An elixir wrapper around the mpdecimal library by Stefan Krah. This library provides accurate fixed-precision decimal operations as a NIF.
This NIF is built as a shared library, which is statically linked with the mpdecimal library.
Only the power() function is wrapped at this time, other enhancements may wrap more of the functionality of the mpdecimal library.
An mpdecimal context is initialized to match the default context of the Elixir Decimal library (precision, rounding mode, traps). This context is copied for each NIF call to ensure that there is no shared mutable data, thus ensuring thread safety. All calls to the mpdecimal library are thread safe, given that no two threads use the same context.
The mpdecimal library is configured to use the memory allocator provided by the BEAM VM.
As a rule of thumb a well-behaving native function should return to its caller before a millisecond has passed. The power() function seems to finish in ~100 μs, so we are an order of magnitude away from needing to worry about manual execution time managment. (Breaking a single behavior into multiple function calls, or calling enif_consume_timeslice())

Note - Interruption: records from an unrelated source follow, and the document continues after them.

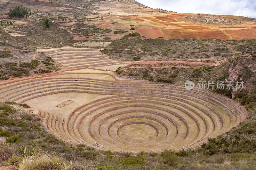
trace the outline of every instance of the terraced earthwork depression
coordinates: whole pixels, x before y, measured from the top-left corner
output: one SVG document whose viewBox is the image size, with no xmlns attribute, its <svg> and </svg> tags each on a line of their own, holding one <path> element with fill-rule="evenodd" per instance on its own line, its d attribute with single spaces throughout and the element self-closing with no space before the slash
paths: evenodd
<svg viewBox="0 0 256 170">
<path fill-rule="evenodd" d="M 208 91 L 76 68 L 3 82 L 0 100 L 37 108 L 62 140 L 116 151 L 196 147 L 246 116 L 236 103 Z"/>
</svg>

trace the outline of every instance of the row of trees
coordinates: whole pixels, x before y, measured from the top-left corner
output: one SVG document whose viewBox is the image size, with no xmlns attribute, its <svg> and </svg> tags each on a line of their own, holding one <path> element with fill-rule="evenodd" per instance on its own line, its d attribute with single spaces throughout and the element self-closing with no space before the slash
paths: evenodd
<svg viewBox="0 0 256 170">
<path fill-rule="evenodd" d="M 28 17 L 28 12 L 27 9 L 20 6 L 16 6 L 13 10 L 10 9 L 7 13 L 8 16 L 10 18 L 17 17 L 23 18 L 25 16 Z"/>
<path fill-rule="evenodd" d="M 67 18 L 66 18 L 66 16 L 63 17 L 60 14 L 58 15 L 58 19 L 59 20 L 60 20 L 61 21 L 62 20 L 63 21 L 65 20 L 65 21 L 67 21 Z"/>
</svg>

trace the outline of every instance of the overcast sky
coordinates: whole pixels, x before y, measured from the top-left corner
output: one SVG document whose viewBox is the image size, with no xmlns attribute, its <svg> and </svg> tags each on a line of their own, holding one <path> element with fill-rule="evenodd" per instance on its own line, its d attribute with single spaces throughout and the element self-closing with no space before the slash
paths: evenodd
<svg viewBox="0 0 256 170">
<path fill-rule="evenodd" d="M 137 0 L 153 8 L 182 13 L 203 13 L 256 18 L 256 0 Z"/>
</svg>

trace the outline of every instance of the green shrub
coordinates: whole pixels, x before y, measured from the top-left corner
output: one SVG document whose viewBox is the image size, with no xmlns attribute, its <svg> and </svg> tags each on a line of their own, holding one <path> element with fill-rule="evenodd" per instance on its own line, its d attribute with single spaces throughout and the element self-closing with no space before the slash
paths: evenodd
<svg viewBox="0 0 256 170">
<path fill-rule="evenodd" d="M 133 60 L 135 61 L 139 60 L 140 59 L 140 57 L 133 57 Z"/>
<path fill-rule="evenodd" d="M 172 74 L 171 74 L 169 77 L 169 79 L 171 78 L 175 78 L 177 77 L 178 76 L 178 75 L 177 74 L 175 74 L 175 73 L 173 73 Z"/>
<path fill-rule="evenodd" d="M 13 57 L 13 55 L 11 54 L 12 51 L 11 50 L 3 50 L 0 53 L 0 58 L 8 58 Z"/>
<path fill-rule="evenodd" d="M 121 67 L 119 67 L 117 68 L 116 70 L 115 71 L 116 73 L 117 74 L 120 74 L 122 73 L 122 71 L 120 69 Z"/>
<path fill-rule="evenodd" d="M 6 131 L 4 131 L 2 128 L 0 127 L 0 136 L 3 136 L 4 137 L 8 137 L 10 136 L 10 135 L 6 132 Z"/>
<path fill-rule="evenodd" d="M 174 151 L 171 150 L 165 150 L 160 155 L 164 159 L 165 163 L 171 166 L 174 168 L 177 168 L 180 162 L 180 159 L 175 154 Z"/>
<path fill-rule="evenodd" d="M 120 159 L 119 160 L 122 165 L 125 166 L 141 165 L 144 162 L 145 158 L 142 156 L 131 156 L 128 158 Z"/>
<path fill-rule="evenodd" d="M 157 81 L 163 82 L 164 83 L 173 83 L 174 82 L 173 80 L 170 78 L 164 79 L 164 78 L 160 78 L 158 79 L 156 81 Z"/>
<path fill-rule="evenodd" d="M 122 34 L 124 32 L 128 32 L 128 31 L 125 30 L 116 30 L 114 31 L 114 34 Z"/>
<path fill-rule="evenodd" d="M 20 140 L 17 135 L 14 135 L 6 138 L 6 141 L 8 143 L 19 143 Z"/>
<path fill-rule="evenodd" d="M 25 16 L 27 17 L 28 14 L 28 11 L 25 8 L 20 7 L 20 6 L 16 6 L 12 10 L 10 9 L 7 15 L 8 16 L 11 18 L 12 17 L 21 18 Z"/>
<path fill-rule="evenodd" d="M 0 110 L 9 113 L 15 113 L 16 111 L 16 110 L 13 109 L 12 106 L 4 104 L 0 105 Z"/>
</svg>

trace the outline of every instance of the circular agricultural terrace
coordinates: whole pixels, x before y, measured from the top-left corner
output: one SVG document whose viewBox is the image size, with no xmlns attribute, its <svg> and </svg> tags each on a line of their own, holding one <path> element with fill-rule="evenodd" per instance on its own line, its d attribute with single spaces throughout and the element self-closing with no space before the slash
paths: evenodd
<svg viewBox="0 0 256 170">
<path fill-rule="evenodd" d="M 207 91 L 72 70 L 3 82 L 0 101 L 38 109 L 60 139 L 115 151 L 198 147 L 246 117 L 236 103 Z"/>
</svg>

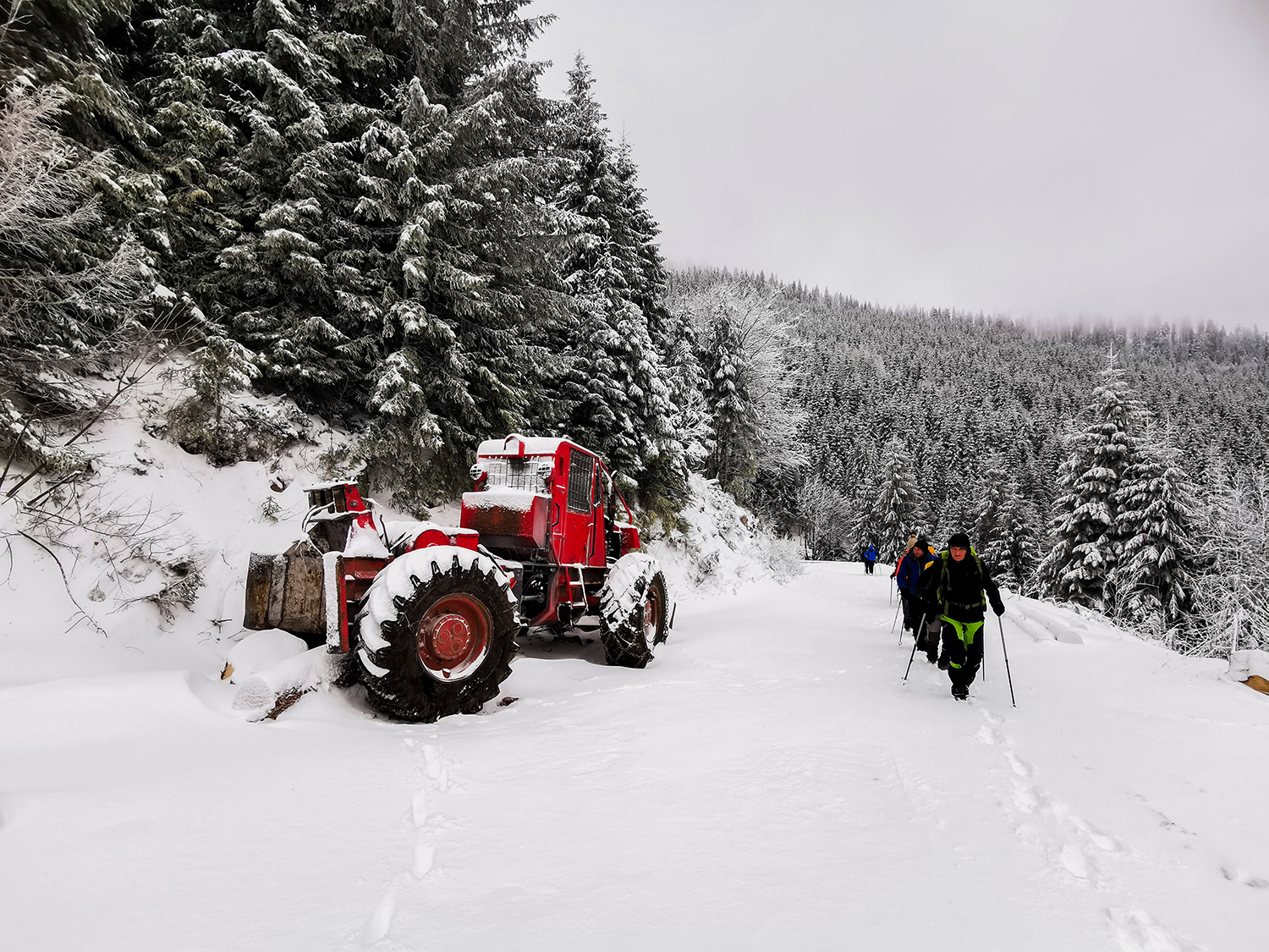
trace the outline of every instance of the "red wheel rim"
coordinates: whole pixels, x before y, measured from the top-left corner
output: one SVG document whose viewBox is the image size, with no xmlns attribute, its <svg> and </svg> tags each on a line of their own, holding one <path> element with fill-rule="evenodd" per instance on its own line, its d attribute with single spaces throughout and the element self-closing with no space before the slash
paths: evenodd
<svg viewBox="0 0 1269 952">
<path fill-rule="evenodd" d="M 643 641 L 651 649 L 656 645 L 656 632 L 661 627 L 661 597 L 651 585 L 643 597 Z"/>
<path fill-rule="evenodd" d="M 471 595 L 439 599 L 419 622 L 419 660 L 437 680 L 462 680 L 489 654 L 489 611 Z"/>
</svg>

As a way of checking for memory leaks, race conditions or nif communication errors, we have created a stress test. This can be run locally while monitoring the process both with tools like observer, or with external tools like htop. To run the stress test you can do the following:
mix run --no-halt bench/stress_test.exs > stress_output.txt
Now watch monitor the beam until it becomes idle again and check that the memory usage is flat. You can also check the contents of the stress_output.txt
which should container the 500 processes * 40,000 random numbers = 20M
periods that were printed out along with a few notes like "processes started".
You may want to close down your editor to make sure there isn't a lanaguage server running in the background. This way you can be sure which process you're watching.
- Expose more of the functionality of the mpdecimal library.
- Test known edge cases, try to break the library, gain confidence.
- Teach the Makefile to be agnostic to the version of the mpdecimal library that is provided in the c_lib directory.